1st, please remember that percentages for 'population tested' implicitly assumes that anyone taking a COVID test does so only one time. Many people are getting multiple tests. For example, for various reasons, I have had five tests. That would count as five people taking tests for the datum calculated for Maryland. My S.W.A.G. (scientifically wild-assed guess) is that a more accurate level of people actually tested is half, or less, of the percentage cited in the ‘38+ table’ above.
2nd, the two averages of weekly growth rates for the ten bellwether states are clarified in the Appendix. Essentially, the geometric or compound average growth rate is a smoothed average that allows for growth-on-growth increases (i.e., similar to compounding interest). The time weighted weekly averages are a trend-weighted average of each week's particular growth rates. While the compound rate is theoretically more defensible, comparing the two averages gives one a sense of more recent trends and volatilities.
3rd, in the '38+' table (of thirty-eight states and five territories), the risk classifications -- of very low; low; moderate; high; and, very high -- remain the same. The parameters, however, are loosened to reflect nine months of experience. The new parameters center upon the first year base case fatality level of 335,301 souls that I forecast eight months ago, together with projections of November 2020 from the University of Washington of 470,974 deaths. On 04dec20, the old and new parameters are applied to facilitate transition.
4th, changes in how positivity rates are presented in the '38+' table above now align the data with the original intention behind presenting them. The intent here is to show whether positivity is trending up or down and to what degree. The parameters are loosened to match the practical reporting constraints and data lags facing most states.
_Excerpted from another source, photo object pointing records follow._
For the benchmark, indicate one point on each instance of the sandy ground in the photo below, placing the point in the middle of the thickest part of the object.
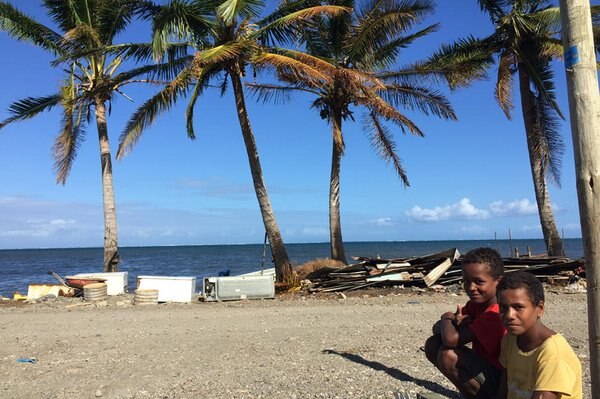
(363, 346)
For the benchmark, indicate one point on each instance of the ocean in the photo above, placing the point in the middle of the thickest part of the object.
(19, 268)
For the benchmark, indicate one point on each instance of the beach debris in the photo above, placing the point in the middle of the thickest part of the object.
(37, 291)
(435, 271)
(31, 360)
(17, 296)
(94, 292)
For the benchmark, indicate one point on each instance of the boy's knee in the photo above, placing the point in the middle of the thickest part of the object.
(447, 359)
(432, 347)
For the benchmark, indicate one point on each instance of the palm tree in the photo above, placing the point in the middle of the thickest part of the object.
(226, 37)
(596, 28)
(85, 51)
(524, 43)
(354, 51)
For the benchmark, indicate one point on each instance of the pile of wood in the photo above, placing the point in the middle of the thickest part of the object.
(442, 268)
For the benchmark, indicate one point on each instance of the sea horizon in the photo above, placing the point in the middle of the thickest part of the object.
(287, 243)
(21, 267)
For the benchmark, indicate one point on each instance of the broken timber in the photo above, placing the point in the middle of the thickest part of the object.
(442, 268)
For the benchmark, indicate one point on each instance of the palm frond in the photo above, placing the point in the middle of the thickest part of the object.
(223, 53)
(504, 83)
(189, 112)
(547, 20)
(230, 10)
(295, 70)
(548, 143)
(493, 7)
(25, 29)
(30, 107)
(551, 49)
(81, 38)
(382, 23)
(182, 21)
(461, 62)
(164, 71)
(382, 141)
(419, 98)
(539, 73)
(276, 94)
(68, 141)
(285, 28)
(381, 108)
(151, 109)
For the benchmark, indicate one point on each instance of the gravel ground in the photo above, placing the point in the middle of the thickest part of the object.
(361, 345)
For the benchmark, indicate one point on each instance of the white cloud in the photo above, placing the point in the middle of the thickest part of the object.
(529, 228)
(514, 208)
(384, 222)
(315, 231)
(462, 210)
(474, 229)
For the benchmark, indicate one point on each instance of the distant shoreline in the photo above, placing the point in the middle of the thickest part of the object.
(288, 243)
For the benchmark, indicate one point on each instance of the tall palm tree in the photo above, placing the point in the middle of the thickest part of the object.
(524, 43)
(226, 37)
(355, 52)
(596, 28)
(85, 51)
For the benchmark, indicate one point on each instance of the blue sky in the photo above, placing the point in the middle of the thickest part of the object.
(469, 179)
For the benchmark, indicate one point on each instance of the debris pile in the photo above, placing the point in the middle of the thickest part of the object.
(443, 268)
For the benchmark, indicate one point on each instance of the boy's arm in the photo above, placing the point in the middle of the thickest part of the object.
(544, 395)
(502, 386)
(454, 331)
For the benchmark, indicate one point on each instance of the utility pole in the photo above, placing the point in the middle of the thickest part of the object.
(584, 105)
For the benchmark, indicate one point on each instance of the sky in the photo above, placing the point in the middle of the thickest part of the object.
(469, 179)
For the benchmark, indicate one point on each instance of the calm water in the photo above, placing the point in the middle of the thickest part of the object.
(18, 268)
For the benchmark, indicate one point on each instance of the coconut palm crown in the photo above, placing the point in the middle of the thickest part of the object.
(225, 38)
(356, 52)
(84, 49)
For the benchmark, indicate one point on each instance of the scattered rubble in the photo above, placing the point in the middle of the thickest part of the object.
(435, 271)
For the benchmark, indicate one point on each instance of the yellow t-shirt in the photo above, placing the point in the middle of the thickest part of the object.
(551, 367)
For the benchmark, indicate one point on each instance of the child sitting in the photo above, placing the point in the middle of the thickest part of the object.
(475, 372)
(538, 362)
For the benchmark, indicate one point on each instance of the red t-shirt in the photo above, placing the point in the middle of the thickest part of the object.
(488, 330)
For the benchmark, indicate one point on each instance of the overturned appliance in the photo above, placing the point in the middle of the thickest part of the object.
(230, 288)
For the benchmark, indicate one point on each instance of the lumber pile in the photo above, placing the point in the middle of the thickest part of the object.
(442, 268)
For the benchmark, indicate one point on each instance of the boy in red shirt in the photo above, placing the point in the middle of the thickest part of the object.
(475, 371)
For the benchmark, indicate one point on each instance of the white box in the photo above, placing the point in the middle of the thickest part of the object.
(170, 289)
(116, 282)
(238, 287)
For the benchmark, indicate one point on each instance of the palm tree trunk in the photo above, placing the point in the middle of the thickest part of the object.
(549, 230)
(335, 224)
(280, 257)
(111, 254)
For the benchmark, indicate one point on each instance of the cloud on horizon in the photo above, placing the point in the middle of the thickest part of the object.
(462, 210)
(514, 208)
(465, 210)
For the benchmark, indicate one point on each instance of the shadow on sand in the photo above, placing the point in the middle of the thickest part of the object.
(398, 374)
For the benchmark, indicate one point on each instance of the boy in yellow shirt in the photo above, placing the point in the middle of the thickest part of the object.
(538, 363)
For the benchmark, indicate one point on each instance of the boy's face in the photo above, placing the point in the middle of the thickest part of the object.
(479, 284)
(518, 313)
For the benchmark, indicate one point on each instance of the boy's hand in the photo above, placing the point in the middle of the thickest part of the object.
(459, 318)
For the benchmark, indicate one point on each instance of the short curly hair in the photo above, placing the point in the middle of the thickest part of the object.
(525, 280)
(487, 256)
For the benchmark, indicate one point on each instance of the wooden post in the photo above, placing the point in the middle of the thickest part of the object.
(584, 106)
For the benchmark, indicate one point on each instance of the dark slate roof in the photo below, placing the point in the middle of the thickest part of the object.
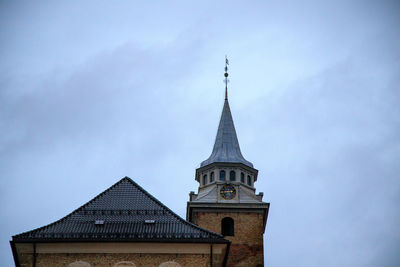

States with changed positivity rates of less than 10% up (i.e., worsening) or down (i.e., improving) are deemed unchanged and the information unformatted (i.e., appearing in plain black font). The formatting differentiates deteriorations from improvements in the color of the font between 10-20%. Bold fonts indicate material deteriorations or improvements of more than 20%.
Keep in mind that these percentage changes are based on percentages; percentages of percentages can attenuate the utility of data.
5th, a refresher on the assessment of a state’s testing capacity, again on the 38+ table. The data pivot off of the tests per million people expressed as a percentage. The symbology uses hand gestures to assessment the degree of testing capability and commitment relative to the national average for the week under review. Colors indicate whether testing is declining (red font) or improving (blue font) when a states results place its commitment to a new category of, specifically:
- 👎👎 meaning a state's testing level materially below the concurrent national benchmark (i.e., > 15 points below);
- 👎 meaning a state's testing is noticeably below the weekly national average (i.e., 5-15 points below);
- 👈 meaning a state's testing activity is slightly lower than average (i.e., < 5 points below);
- 👉👈 meaning a state's testing level is basically equal to that of the nation;
- 👉 meaning a state's testing level is < 5 points above the benchmark;
- 👍 meaning a state's testing activity is 10-15 points above the weekly national level; and,
- 👍👍 meaning a state's testing commitment is > 15 points above the concurrent average.